PRESERVAÇÃO. No começo dos anos 2000, a colônia correu o risco de ser derrubada pelos proprietários. Na mesma época, o Condepham (Conselho de Defesa do Patrimônio Histórico e Cultural de Americana) pediu o tombamento da fachada, alegando o valor histórico da colônia. A partir do início desse processo, qualquer intervenção ficou suspensa. O tombamento aconteceu em 2018, assinado pelo ex-prefeito Omar Najar.
A Colônia Sobrado Velho faz parte da zona rural de Americana, que inclui ainda o Assentamento Milton Santos e os loteamentos Monte Verde, São Joaquim e Recanto das Águas. Segundo o Informativo Socioeconômico, produzido pela prefeitura com dados de 2021, 1.138 pessoas compõem a zona rural da cidade.
O Sobrado Velho está inserido na região do Pós-Represa, cuja regularização fundiária está em discussão há mais de uma década. Chamado de Apama (Área de Proteção Ambiental de Americana), o projeto inclui a colônia em uma área de interesse histórico, chamada UPH (Unidades de Preservação Histórica), da qual também fazem parte locais como o Casarão de Salto Grande.

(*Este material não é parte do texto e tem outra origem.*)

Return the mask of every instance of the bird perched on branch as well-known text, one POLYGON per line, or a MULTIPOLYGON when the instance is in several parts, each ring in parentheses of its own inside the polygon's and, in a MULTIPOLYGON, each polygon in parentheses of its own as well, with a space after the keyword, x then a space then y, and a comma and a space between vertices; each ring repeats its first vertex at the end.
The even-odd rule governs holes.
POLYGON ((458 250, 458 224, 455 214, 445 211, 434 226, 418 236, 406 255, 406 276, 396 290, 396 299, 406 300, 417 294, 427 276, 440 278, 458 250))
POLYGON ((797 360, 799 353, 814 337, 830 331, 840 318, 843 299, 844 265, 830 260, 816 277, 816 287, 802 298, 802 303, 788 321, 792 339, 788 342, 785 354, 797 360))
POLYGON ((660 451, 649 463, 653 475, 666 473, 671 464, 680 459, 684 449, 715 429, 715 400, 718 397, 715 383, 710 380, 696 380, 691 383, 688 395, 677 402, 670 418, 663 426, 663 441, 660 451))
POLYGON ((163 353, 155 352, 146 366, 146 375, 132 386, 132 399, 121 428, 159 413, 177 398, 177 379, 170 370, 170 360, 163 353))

Se aprovado esse zoneamento, o Condepham precisará ser consultado sobre a implantação de qualquer atividade econômica ou cultural. Na prática, a preservação deixará de ser apenas sobre a fachada do Sobrado Velho e passará a valer para todo o entorno onde ele está inserido.

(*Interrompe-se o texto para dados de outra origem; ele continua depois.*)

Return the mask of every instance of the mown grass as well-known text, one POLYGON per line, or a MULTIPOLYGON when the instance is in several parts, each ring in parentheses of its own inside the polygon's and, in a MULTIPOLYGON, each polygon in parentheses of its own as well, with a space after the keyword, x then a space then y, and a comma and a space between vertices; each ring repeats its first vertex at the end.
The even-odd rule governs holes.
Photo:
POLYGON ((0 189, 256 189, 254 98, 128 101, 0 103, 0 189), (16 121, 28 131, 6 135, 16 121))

A Apama foi aprovada em primeira discussão na Câmara em 2020, mas a pedido da Promotoria de Justiça, deve passar por nova audiência pública – as discussões à época foram feitas em formato virtual, por conta da pandemia da Covid-19.
HISTÓRIA. A Colônia Sobrado Velho foi construída em 1940 por José João Abdalla, com o objetivo de abrigar famílias que trabalhavam em usinas. Ela foi batizada em homenagem ao esforço dos imigrantes italianos da antiga Fazenda Salto Grande, que atuaram na fundação do município. A partir de 1887, esses imigrantes construíram cinco colônias – Sobrado Velho, Tapera, Quebra Popa, Boa Vista e Botafogo. As informações constam no processo e no decreto de tombamento da colônia.